Le Week End du 20 septembre 2008, nous avons ressorti le bateau de l'eau pour réparer un "pèt" sous la coque.

A sa sortie de l'eau, surprise, la fissure était plus importante que prévue!

Nous nous sommes donc adressé à Uchimata Sailing Service, spécialiste de la préparation et de l'entretien de bateaux.

Pierre et son équipe nous ont conseillé, et ont fait venir des gens compétents afin d'étudier notre problème et la meilleure façon de le résoudre.

 

La solution fut donc de refaire le joint de quille à l'enduit époxy, puis de

renforcer le bateau au niveau de sa fissure:

 

Nous avons posé une nouvelle varangue dans le fond de cale, puis nous avons complètement ouvert la fissure et enlevé tout le plastique fragilisé.

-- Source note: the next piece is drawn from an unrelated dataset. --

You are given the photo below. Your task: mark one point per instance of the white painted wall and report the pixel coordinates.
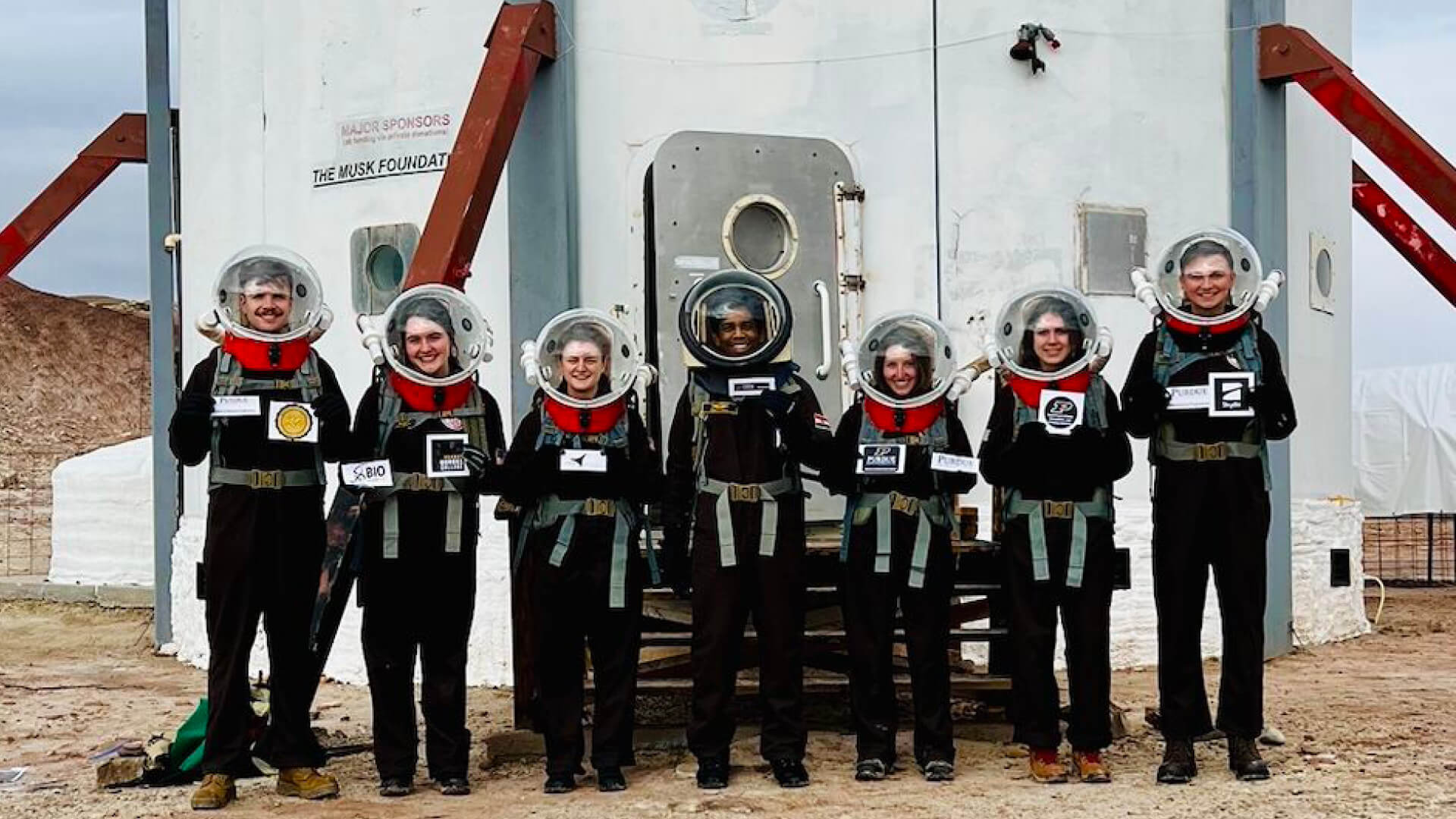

Apres avoir assainnit la zone, nous avons posé un pansement provisoir sur l'ouverture afin de couler de la résine dans la partie du fond cale situé entre la fissure et la nouvelle varangue.

Enfin, nous avons réalisé un gros "pansement en sratification" de l'extérieur, puis nous l'avons recouvert de gel coat et enfin d'antifouling.

 

 

 

 

 

 

 

 

 

 

 

 

 

Cette fois c'est la bonne, la quille ne bougera plus!